CONTAINER="<CONTAINER_NAME>"

# ── Refresh scripts (always overwrite — stale scripts cause silent failures)
# rm first: "docker cp src /tmp/scripts" when /tmp/scripts already exists nests the
# source INSIDE the destination (/tmp/scripts/scripts/), leaving old scripts in place.
# Removing first and copying to /tmp/ ensures /tmp/scripts/ is always a clean copy.
docker exec "$CONTAINER" rm -rf /tmp/scripts && \
docker cp "$SKILL_DIR/scripts" "$CONTAINER:/tmp/" && \
docker exec "$CONTAINER" chmod -R +x /tmp/scripts/

# ── X11 pre-flight (eglsink only — omit this block for fakesink/filedump)
HOST_DISPLAY="${DISPLAY:-:0}"
[[ "$HOST_DISPLAY" != :* ]] && HOST_DISPLAY=":$HOST_DISPLAY"
docker exec "$CONTAINER" sh -c "ls /tmp/.X11-unix/X${HOST_DISPLAY#:} >/dev/null 2>&1" || \
    { echo "✖ X11 socket missing — restart container with -v /tmp/.X11-unix:/tmp/.X11-unix"; exit 1; }
xhost +local:root >/dev/null 2>&1 || true

# ── Write deployment log (LOG captured inline — no extra exec)
LOG=$(docker exec "$CONTAINER" /tmp/scripts/write_deployment_log.sh \
    --usecase "<usecase>" --batch "<N>" --sink "<sink>" \
    --platform "<platform>" --stream-mode "<stream_mode>" --input-type "filesrc" \
    --videos "<container-videos-dir>" --image "<RTVI_CV_IMAGE>" \
    --ngc "<ngc-ref-or-local>" --docker-cmd "" --app-cmd "")
echo "Deployment log: ~/rtvicv-storage/logs/$(basename "$LOG")"

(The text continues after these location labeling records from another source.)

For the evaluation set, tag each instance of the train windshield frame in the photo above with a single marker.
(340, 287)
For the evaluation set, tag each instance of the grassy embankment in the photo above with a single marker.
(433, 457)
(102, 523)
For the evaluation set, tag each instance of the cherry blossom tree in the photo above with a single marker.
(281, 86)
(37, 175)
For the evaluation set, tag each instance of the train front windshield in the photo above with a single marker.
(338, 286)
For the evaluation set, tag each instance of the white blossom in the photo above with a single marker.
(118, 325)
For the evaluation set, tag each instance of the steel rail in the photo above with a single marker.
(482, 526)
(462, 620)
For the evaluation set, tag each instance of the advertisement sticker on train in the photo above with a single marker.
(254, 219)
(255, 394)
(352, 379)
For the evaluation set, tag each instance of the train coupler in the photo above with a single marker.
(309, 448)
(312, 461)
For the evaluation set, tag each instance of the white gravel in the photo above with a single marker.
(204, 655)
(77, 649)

# ── Launch + poll ready + cache engine + add streams + metrics (ONE exec)
docker exec \
    -e DISPLAY="$HOST_DISPLAY" \
    -e XAUTHORITY=/root/.Xauthority \
    "$CONTAINER" \
    /tmp/scripts/run_app_and_wait.sh \
        --usecase  "<usecase>" \
        --batch    "<N>" \
        --sink     "<sink>" \
        --log      "$LOG" \
        --videos   "<container-videos-dir>" \
        --onnx     "<container-onnx-path>" \
        --stream-mode "<dynamic|static>" \
        --delay    "<STREAM_ADD_DELAY>"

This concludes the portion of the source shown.